[Intel-gfx] [PATCH 1/3] drm/i915: audit bo->resource usage
Christian König
christian.koenig at amd.com
Thu Sep 1 08:00:06 UTC 2022
Am 31.08.22 um 18:32 schrieb Matthew Auld:
> On 31/08/2022 15:53, Matthew Auld wrote:
>> On 31/08/2022 14:34, Christian König wrote:
>>> Am 31.08.22 um 14:50 schrieb Matthew Auld:
>>>> On 31/08/2022 13:35, Christian König wrote:
>>>>> Am 31.08.22 um 14:06 schrieb Matthew Auld:
>>>>>> On 31/08/2022 12:03, Christian König wrote:
>>>>>>> Am 31.08.22 um 12:37 schrieb Matthew Auld:
>>>>>>>> [SNIP]
>>>>>>>>>>
>>>>>>>>>> That hopefully just leaves i915_ttm_shrink(), which is
>>>>>>>>>> swapping out shmem ttm_tt and is calling ttm_bo_validate()

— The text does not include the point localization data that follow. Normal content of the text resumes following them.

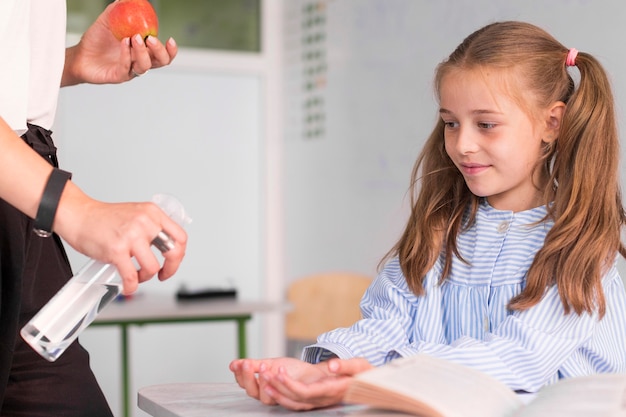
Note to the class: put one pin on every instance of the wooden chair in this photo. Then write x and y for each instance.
(321, 303)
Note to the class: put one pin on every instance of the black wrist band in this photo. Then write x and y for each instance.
(50, 202)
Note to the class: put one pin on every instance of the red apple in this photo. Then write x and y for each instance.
(130, 17)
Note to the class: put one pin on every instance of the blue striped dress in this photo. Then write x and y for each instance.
(465, 319)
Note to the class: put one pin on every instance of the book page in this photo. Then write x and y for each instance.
(601, 395)
(427, 386)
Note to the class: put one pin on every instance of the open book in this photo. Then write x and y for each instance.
(431, 387)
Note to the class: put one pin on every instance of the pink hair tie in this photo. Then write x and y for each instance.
(570, 61)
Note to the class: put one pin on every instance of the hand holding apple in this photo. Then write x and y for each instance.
(130, 17)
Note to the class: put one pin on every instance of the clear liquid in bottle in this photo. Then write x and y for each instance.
(72, 309)
(80, 300)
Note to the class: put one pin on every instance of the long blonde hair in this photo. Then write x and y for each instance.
(582, 193)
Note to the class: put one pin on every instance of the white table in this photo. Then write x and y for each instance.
(159, 309)
(217, 400)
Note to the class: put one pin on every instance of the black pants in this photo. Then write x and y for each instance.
(32, 270)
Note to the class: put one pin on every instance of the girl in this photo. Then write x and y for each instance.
(508, 260)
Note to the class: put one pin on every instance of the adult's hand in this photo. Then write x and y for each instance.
(118, 232)
(99, 58)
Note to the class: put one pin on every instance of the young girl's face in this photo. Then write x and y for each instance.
(491, 139)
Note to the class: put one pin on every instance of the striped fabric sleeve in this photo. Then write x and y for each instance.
(526, 351)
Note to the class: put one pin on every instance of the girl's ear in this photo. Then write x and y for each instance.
(554, 116)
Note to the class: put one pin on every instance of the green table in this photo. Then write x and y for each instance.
(160, 309)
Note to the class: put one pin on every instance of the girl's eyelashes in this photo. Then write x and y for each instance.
(450, 124)
(481, 125)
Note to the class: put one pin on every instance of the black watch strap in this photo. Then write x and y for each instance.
(50, 201)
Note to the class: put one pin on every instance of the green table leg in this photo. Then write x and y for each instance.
(241, 336)
(125, 372)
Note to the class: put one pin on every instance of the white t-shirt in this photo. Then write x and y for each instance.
(32, 55)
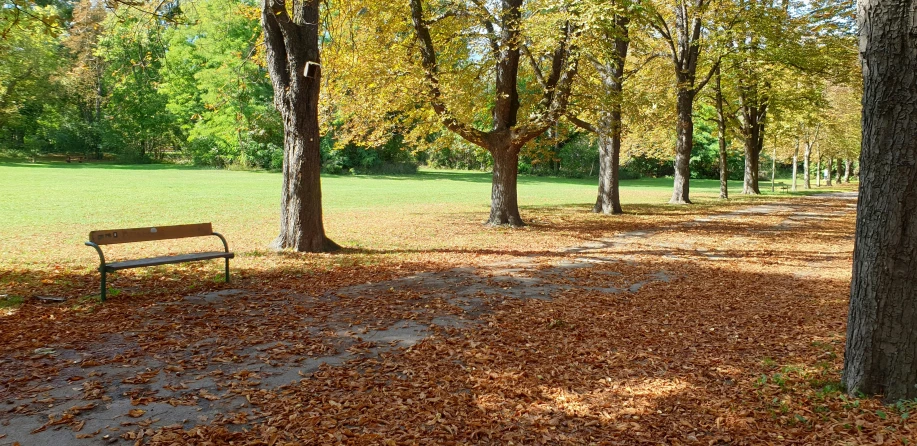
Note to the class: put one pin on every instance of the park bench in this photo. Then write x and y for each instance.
(117, 236)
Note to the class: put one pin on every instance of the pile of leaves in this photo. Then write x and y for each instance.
(726, 331)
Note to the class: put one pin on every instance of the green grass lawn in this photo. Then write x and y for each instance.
(48, 209)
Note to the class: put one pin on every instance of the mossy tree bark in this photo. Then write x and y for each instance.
(881, 353)
(291, 41)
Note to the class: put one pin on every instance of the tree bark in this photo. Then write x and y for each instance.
(683, 145)
(752, 164)
(721, 128)
(811, 140)
(881, 353)
(609, 196)
(683, 40)
(504, 203)
(795, 163)
(840, 172)
(818, 170)
(291, 42)
(830, 171)
(507, 136)
(754, 112)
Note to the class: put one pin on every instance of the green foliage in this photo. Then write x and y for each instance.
(136, 122)
(350, 158)
(220, 97)
(28, 61)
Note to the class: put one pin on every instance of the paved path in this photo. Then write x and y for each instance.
(118, 391)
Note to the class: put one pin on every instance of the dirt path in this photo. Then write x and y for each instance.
(175, 374)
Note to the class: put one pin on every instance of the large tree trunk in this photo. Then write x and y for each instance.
(881, 354)
(609, 198)
(754, 111)
(506, 136)
(721, 128)
(504, 203)
(291, 42)
(840, 172)
(752, 161)
(685, 135)
(610, 126)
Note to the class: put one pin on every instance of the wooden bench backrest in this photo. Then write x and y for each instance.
(113, 236)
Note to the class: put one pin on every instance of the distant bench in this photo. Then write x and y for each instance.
(117, 236)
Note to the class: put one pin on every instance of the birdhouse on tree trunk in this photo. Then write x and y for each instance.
(311, 70)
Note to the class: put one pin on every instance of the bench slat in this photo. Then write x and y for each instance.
(165, 260)
(130, 235)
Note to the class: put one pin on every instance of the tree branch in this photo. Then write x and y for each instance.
(428, 61)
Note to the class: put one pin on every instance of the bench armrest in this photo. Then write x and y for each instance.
(223, 239)
(98, 250)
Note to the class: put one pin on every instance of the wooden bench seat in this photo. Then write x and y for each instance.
(133, 235)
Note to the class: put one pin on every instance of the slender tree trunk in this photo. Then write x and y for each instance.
(881, 353)
(774, 166)
(807, 168)
(721, 128)
(290, 43)
(504, 203)
(818, 170)
(840, 172)
(795, 163)
(684, 144)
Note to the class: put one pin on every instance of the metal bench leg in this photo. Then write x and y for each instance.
(103, 285)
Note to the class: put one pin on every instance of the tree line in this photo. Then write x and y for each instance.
(188, 83)
(504, 77)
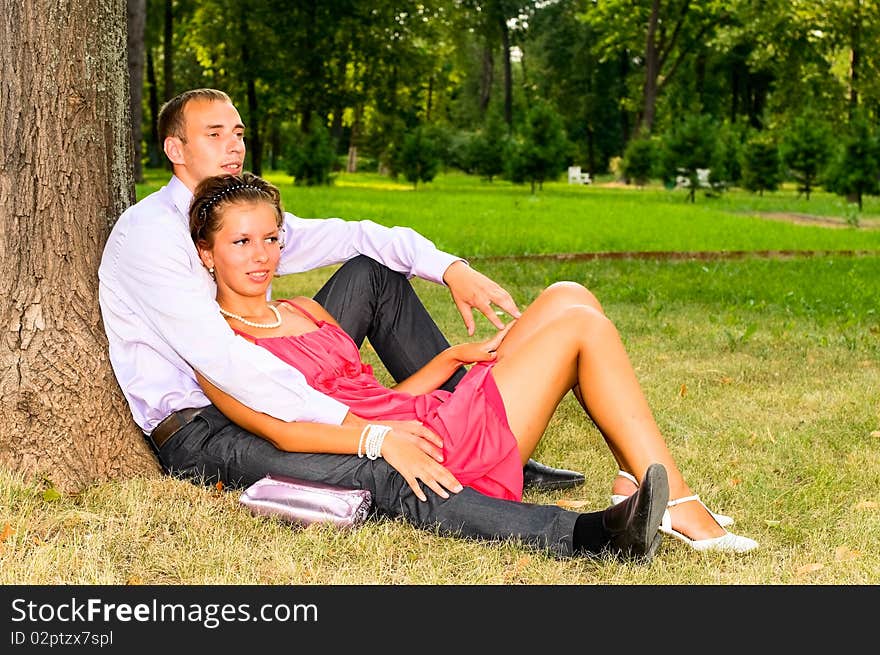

>>>>>>>>>> with empty placements to force the pipeline-gutting path,
>>>>>>>>>> which importantly unpopulates the ttm_tt for us (since
>>>>>>>>>> ttm_tt_unpopulate is not exported it seems). But AFAICT it
>>>>>>>>>> looks like that will now also nuke the bo->resource, instead
>>>>>>>>>> of just leaving it in system memory. My assumption is that
>>>>>>>>>> when later calling ttm_bo_validate(), it will just do the
>>>>>>>>>> bo_move_null() in i915_ttm_move(), instead of re-populating
>>>>>>>>>> the ttm_tt and then potentially copying it back to local-memory?
>>>>>>>>>
>>>>>>>>> Well you do ttm_bo_validate() with something like GTT domain,
>>>>>>>>> don't you? This should result in re-populating the tt object,
>>>>>>>>> but I'm not 100% sure if that really works as expected.
>>>>>>>>
>>>>>>>> AFAIK for domains we either have system memory (which uses
>>>>>>>> ttm_tt and might be shmem underneath) or local-memory. But
>>>>>>>> perhaps i915 is doing something wrong here, or abusing TTM in
>>>>>>>> some way. I'm not sure tbh.
>>>>>>>>
>>>>>>>> Anyway, I think we have two cases here:
>>>>>>>>
>>>>>>>> - We have some system memory only object. After doing
>>>>>>>> i915_ttm_shrink(), bo->resource is now NULL. We then call
>>>>>>>> ttm_bo_validate() at some later point, but here we don't need
>>>>>>>> to copy anything, but it also looks like
>>>>>>>> ttm_bo_handle_move_mem() won't populate the ttm_tt or us
>>>>>>>> either, since mem_type == TTM_PL_SYSTEM. It looks like
>>>>>>>> i915_ttm_move() was taking care of this, but now we just call
>>>>>>>> ttm_bo_move_null().
>>>>>>>>
>>>>>>>> - We have a local-memory only object, which was evicted to
>>>>>>>> shmem, and then swapped out by the shrinker like above. The
>>>>>>>> bo->resource is NULL. However this time when calling
>>>>>>>> ttm_bo_validate() we need to actually do a copy in
>>>>>>>> i915_ttm_move(), as well as re-populate the ttm_tt.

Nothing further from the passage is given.